Shians commented 2 years ago

Thanks for the bug report, could you try to install the developmental version using the following?

remotes::install_github("shians/NanoMethViz")

I've updated megalodon importing a few times since the release version.

cstill3928 commented 2 years ago

Hi Shians, oddly even though my sessionInfo showed NanomethViz as 1.2.0, that was actually the developmental version I was using there. When I went back to the non-dev version, the problem still persists and got worst. The position has shifted to the strand column and there is only an asterisk in the position column. The statistic and read_name columns are still empty. I did get a warning though that I need to look further into. Warning and table output shown below:

[E::get_intv] Failed to parse TBX_GENERIC, was wrong -p [type] used? The offending line was: "Examp_data fff8c78c-60c4-46ff-b807-9654b3c5126d * 169899"

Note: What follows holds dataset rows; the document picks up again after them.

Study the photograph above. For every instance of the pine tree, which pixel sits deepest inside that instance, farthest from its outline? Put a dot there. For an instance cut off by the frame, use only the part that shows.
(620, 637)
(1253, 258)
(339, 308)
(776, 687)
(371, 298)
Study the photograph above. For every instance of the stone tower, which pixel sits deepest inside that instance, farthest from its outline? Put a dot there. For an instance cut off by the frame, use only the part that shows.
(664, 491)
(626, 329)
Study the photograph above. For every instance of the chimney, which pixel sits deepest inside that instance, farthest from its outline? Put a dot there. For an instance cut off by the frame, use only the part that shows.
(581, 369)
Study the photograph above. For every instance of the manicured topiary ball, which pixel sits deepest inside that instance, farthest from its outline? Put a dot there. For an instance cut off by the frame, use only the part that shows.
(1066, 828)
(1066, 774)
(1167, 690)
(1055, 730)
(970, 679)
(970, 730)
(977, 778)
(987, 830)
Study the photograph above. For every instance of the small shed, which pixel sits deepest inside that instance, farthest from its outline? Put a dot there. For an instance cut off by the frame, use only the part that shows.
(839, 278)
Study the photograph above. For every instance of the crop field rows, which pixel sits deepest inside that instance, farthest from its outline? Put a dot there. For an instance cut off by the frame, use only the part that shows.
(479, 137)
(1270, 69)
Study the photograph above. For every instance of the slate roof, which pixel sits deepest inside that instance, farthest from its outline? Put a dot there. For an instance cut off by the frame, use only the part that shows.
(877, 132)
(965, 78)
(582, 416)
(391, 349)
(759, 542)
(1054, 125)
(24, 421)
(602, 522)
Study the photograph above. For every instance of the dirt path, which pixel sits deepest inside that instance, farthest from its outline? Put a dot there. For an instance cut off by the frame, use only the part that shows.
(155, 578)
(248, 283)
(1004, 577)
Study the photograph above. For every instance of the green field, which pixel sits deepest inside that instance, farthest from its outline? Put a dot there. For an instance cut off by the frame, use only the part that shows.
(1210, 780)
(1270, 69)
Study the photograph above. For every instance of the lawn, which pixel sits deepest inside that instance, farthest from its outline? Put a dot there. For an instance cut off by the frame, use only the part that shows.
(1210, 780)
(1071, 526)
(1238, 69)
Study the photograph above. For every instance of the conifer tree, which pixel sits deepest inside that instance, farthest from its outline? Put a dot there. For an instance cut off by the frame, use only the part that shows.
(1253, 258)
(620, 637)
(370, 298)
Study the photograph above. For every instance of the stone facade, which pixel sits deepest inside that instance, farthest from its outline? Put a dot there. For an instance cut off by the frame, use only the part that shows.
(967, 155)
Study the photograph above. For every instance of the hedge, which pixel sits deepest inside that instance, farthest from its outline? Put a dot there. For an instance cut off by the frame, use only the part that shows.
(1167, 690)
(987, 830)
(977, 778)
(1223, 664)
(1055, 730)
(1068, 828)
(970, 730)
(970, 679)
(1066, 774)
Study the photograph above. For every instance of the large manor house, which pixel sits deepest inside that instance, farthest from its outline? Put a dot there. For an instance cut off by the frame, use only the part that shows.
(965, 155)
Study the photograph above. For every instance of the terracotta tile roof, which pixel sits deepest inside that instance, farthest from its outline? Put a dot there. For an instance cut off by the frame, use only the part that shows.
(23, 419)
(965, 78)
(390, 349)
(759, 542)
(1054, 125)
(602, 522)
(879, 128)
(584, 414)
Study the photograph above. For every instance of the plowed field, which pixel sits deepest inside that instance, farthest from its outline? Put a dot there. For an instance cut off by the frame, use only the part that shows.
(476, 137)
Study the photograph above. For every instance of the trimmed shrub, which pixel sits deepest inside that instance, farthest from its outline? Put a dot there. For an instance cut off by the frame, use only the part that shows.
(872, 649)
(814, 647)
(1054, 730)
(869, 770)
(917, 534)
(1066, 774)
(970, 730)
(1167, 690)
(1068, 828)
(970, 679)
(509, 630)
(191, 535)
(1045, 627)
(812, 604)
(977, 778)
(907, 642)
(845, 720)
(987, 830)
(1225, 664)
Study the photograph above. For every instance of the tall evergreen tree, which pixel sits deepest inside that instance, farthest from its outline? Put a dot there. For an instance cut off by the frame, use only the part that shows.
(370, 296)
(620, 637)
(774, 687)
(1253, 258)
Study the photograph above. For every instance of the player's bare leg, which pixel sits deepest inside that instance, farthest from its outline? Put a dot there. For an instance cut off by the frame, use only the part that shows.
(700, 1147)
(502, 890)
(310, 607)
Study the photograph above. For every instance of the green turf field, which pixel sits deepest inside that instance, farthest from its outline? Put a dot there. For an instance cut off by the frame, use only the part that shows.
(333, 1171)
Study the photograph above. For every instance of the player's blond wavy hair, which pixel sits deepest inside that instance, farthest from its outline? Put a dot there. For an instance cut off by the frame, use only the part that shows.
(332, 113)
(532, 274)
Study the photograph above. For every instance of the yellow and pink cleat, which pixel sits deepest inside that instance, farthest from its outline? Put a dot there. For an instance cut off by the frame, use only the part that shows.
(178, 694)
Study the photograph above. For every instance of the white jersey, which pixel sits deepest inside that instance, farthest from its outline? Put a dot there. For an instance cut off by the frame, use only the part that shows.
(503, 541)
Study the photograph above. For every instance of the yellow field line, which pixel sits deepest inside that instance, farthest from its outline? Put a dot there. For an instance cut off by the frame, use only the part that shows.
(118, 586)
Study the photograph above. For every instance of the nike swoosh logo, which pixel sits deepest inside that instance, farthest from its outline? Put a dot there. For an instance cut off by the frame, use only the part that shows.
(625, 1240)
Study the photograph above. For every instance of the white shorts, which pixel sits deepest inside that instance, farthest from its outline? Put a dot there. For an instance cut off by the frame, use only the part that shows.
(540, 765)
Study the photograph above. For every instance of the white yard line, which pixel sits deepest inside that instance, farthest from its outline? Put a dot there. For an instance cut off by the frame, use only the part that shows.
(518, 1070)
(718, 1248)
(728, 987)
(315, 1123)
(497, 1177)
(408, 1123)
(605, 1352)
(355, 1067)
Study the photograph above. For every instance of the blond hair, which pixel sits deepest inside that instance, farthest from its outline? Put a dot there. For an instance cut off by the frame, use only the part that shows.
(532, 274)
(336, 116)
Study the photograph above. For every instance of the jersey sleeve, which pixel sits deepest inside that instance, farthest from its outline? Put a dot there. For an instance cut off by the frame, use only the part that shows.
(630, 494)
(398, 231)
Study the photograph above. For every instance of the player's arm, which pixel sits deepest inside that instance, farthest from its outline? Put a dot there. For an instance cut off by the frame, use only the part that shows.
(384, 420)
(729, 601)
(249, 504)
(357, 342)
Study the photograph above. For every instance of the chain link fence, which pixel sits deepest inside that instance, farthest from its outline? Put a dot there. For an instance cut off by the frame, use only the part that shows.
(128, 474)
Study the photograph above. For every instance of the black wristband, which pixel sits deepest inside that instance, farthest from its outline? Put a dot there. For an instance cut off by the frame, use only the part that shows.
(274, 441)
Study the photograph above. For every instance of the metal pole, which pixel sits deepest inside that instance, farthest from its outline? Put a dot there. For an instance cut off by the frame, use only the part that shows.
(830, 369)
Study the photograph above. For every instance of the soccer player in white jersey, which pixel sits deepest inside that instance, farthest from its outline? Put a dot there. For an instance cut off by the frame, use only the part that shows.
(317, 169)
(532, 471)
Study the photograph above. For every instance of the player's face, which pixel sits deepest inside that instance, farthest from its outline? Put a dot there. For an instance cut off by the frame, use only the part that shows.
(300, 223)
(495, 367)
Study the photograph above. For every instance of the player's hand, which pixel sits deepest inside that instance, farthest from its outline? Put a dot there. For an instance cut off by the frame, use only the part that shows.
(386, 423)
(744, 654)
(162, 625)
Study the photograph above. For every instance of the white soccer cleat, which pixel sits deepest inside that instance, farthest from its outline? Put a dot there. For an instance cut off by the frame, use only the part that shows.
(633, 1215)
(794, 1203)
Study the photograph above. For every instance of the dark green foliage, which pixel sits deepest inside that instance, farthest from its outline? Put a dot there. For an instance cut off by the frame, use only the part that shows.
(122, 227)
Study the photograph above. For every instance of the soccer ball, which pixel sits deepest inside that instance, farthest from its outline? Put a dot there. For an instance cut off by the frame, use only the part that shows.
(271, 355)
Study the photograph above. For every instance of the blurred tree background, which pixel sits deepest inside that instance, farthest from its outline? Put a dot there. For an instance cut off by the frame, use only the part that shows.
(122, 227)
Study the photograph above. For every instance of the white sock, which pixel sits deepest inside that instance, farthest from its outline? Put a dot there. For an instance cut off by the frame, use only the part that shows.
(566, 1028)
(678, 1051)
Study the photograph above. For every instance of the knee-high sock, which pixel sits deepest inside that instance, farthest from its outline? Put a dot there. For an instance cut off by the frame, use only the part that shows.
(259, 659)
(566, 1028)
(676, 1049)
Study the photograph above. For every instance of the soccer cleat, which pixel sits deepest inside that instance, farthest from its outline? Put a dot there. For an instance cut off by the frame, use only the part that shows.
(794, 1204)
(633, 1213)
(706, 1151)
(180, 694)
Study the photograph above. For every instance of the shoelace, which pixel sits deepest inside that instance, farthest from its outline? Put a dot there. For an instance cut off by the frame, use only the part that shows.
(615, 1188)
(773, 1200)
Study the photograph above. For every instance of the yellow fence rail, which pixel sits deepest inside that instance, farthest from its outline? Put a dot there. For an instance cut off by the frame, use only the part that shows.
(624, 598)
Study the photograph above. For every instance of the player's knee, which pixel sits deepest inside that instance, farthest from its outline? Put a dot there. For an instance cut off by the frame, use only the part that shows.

Screen Shot 2021-09-13 at 9 53 53 AM

Either way, it seems that both versions present a problem with importing megalodon data. I didn't have any issues with the Nanopolish data provided as sample data in your package. Do you have any sample data processed by Megalodon that has worked well and you could share for me to test?

Thanks, Chris

cstill3928 commented 2 years ago

Hi Shians, so it appears that the eighth column I added to satisfy the earlier version's column requirements for Megalodon data ended up causing the new issue in the development version. After I took away that eighth column (the motif column). Everything worked great! Sorry for all the trouble and thanks for your time.